Oscar shows me a thin, well-used book he’s fetched from his bedroom.
“Bueno, en mis manos tengo el Nuevo Testamento,” In my hands, I have the New Testament, he tells me.
It’s a Spanish translation of what’s called the New International Version.
You can see that it’s a little broken, a little mistreated, he says. He points to its rumpled pale pink cover and torn pages. It’s seen better days, but Oscar treasures this book. He read it for the first time in jail.
At that point, religion wasn’t all that important to him. Oscar grew up Catholic in Zacatecas, Mexico. Both in Mexico and after immigrating to the U.S., he’d go with his family to mass for special occasions. For example, when he got married, when he was baptized, and for first communions. And that’s about it. God and the church just didn’t figure all that prominently in his life.
Oscar says his drug habit started when he was 20 years old, on the day of his son’s birth. His son was born in the wee hours of the morning. Afterwards he couldn’t sleep. A cousin told him a little cocaine would help.
“Y allí, me inició mi carrera de usar drogas.” And there began my drug using career, he says.
He says little by little the drug addiction grew. It followed him to the United States. Finally, he was charged with robbery and sent to jail for what he says was about six months. And that’s when he checked out the Bible from the prison library. He began reading it, and something clicked. Inside, he began to shift.

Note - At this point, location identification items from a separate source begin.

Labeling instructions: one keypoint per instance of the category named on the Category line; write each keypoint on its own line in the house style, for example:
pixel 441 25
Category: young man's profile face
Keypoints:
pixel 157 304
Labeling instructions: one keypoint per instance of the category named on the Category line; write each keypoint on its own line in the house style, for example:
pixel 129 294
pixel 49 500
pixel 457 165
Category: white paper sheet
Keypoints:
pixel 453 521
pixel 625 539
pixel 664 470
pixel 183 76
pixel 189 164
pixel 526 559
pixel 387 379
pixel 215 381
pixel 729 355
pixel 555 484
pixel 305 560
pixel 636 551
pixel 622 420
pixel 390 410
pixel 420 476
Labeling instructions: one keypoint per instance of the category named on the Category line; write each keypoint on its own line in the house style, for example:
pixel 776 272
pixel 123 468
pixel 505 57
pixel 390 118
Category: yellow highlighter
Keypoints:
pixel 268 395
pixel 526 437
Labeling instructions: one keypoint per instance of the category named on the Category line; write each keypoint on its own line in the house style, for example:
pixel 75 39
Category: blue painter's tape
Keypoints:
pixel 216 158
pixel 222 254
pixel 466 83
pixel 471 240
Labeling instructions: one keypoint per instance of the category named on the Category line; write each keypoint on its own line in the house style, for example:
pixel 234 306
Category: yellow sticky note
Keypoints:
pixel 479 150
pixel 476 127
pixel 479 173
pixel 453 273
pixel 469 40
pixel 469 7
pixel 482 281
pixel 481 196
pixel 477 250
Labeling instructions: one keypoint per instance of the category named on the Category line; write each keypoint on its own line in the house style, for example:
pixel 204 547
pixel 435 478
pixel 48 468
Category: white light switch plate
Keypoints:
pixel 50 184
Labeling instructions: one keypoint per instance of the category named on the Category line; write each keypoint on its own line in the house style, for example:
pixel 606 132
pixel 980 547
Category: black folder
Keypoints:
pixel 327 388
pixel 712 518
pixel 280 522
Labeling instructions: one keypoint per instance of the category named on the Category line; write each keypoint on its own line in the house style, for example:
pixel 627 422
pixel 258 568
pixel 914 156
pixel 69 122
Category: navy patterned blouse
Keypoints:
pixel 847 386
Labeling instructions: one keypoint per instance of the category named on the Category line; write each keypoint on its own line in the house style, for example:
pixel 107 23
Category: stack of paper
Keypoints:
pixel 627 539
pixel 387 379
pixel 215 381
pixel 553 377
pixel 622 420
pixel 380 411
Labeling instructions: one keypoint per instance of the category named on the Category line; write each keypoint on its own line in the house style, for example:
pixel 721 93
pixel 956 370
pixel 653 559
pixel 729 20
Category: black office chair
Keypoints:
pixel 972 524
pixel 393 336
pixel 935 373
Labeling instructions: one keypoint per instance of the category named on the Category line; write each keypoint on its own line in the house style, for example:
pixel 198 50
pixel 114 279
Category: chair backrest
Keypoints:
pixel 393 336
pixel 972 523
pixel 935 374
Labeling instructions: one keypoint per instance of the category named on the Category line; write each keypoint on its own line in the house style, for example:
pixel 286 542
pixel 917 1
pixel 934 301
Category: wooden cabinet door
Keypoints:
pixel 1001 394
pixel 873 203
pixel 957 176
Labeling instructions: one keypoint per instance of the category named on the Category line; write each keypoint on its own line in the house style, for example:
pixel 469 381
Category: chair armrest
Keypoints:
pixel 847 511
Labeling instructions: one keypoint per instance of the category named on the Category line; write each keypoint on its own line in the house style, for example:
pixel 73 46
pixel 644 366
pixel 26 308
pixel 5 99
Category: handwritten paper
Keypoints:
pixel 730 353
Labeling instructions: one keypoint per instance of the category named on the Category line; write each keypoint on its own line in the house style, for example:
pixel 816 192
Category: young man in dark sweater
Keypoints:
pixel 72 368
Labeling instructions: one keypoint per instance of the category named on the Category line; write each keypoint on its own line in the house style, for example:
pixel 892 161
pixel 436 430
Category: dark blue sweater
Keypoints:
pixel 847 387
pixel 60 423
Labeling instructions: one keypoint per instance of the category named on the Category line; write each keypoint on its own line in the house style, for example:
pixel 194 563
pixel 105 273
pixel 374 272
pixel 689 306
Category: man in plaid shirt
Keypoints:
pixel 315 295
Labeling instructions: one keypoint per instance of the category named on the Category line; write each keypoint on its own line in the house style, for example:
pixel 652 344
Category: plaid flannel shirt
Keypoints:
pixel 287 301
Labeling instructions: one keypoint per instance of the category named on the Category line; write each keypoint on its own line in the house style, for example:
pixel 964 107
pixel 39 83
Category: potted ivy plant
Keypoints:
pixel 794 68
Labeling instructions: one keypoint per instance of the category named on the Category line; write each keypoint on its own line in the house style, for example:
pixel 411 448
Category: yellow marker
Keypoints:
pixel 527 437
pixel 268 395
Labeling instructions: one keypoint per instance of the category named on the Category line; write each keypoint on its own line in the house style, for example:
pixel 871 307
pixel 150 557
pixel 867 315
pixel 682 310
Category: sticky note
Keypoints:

Oscar says when you begin to pay more attention to the words of Jesus Christ, it’s like a light begins to shine in your mind. He says it’s like you begin to change, but don’t know that you’re changing.
He began to understand from the paperback New Testament edition that if you plant honesty, love, integrity, and compassion, this is what will grow.
“Eso impactó mi vida.” It impacted his life, he says.
Before his stint in jail, Oscar’s wife Alma says he didn’t pay much attention to her or their family. He’d go out a lot. But afterwards, he changed. He ate meals together with the family. And most importantly, he had committed his last crime. Ironically, it was with the New Testament. That is, the copy he discovered during his incarceration.
On the day of his release, not wanting to leave the Bible behind, he hid the slim paperback in his undergarments, and walked out of jail.
Today, Oscar is actively involved in a Pentecostal church. For him, the church is a reminder of how far he’s come, and also of God’s presence in his life. Still, he says, it was his relationship with God that led him to the church. That relationship with God is personal. It’s what guides him. He says it’s the most important thing.